By Barbra Murray, Contributing Editor
The U.S. industrial sector is turning heads, including those of the Goodman Group and the Canada Pension Plan Investment Board. The companies just formed a new venture, the Goodman North America Partnership, to invest $890 million in logistics and industrial properties in key North American markets.
The increasing interest in the U.S. industrial market is not just local; it’s coming from beyond U.S. borders as well. Sydney, Australia-based Goodman and Toronto, Ont.-headquartered CPPIB serve as a case in point.
“Foreign buyers have been flooding into the U.S.; this is sort of a trend we’ve been seeing the last couple of months,” Kevin Thorpe, chief economist with commercial real estate services firm Cassidy Turley, told CPE. “There’s been a noticeable pickup and part of that is you’re seeing a flight to safe assets and some of that is spilling into the U.S. in terms of real estate. It started right around March, April, when things started to get really rocky globally. That’s when we saw this shift.”

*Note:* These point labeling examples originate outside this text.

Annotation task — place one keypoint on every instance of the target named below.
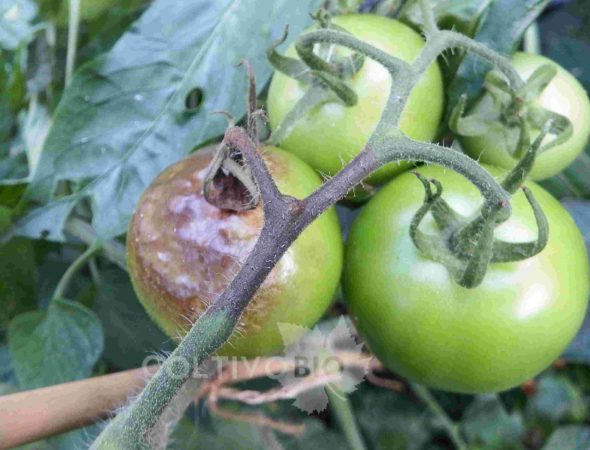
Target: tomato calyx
(322, 70)
(468, 246)
(230, 184)
(513, 114)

Goodman and CPPIB’s 55/45 partnership calls for a respective contribution of $490 million and $400 million to fund GNAP’s activities, which will initially focus on development-led endeavors. The timing of the venture, marking CPPIB’s first direct investment in the U.S. real estate market, appears to be just right.
“There are real growth engines in the industrial sector that make it feel pretty safe in upside,” Thorpe said. “You have the auto sector, which has been driving growth, energy, technology, and you’re actually seeing this trend of manufacturing jobs returning to the U.S. So there are many positive developments.”
As noted in Cassidy Turley’s second quarter report, for the last six quarters, the U.S. industrial sector has averaged 20 million square feet of demand. “That’s very, very close to where we were in ’05, ’06, so it’s been quite a turnaround,” he added.
When the market demands, GNAP will incorporate the acquisition of value-add and stabilized assets into its investment strategy.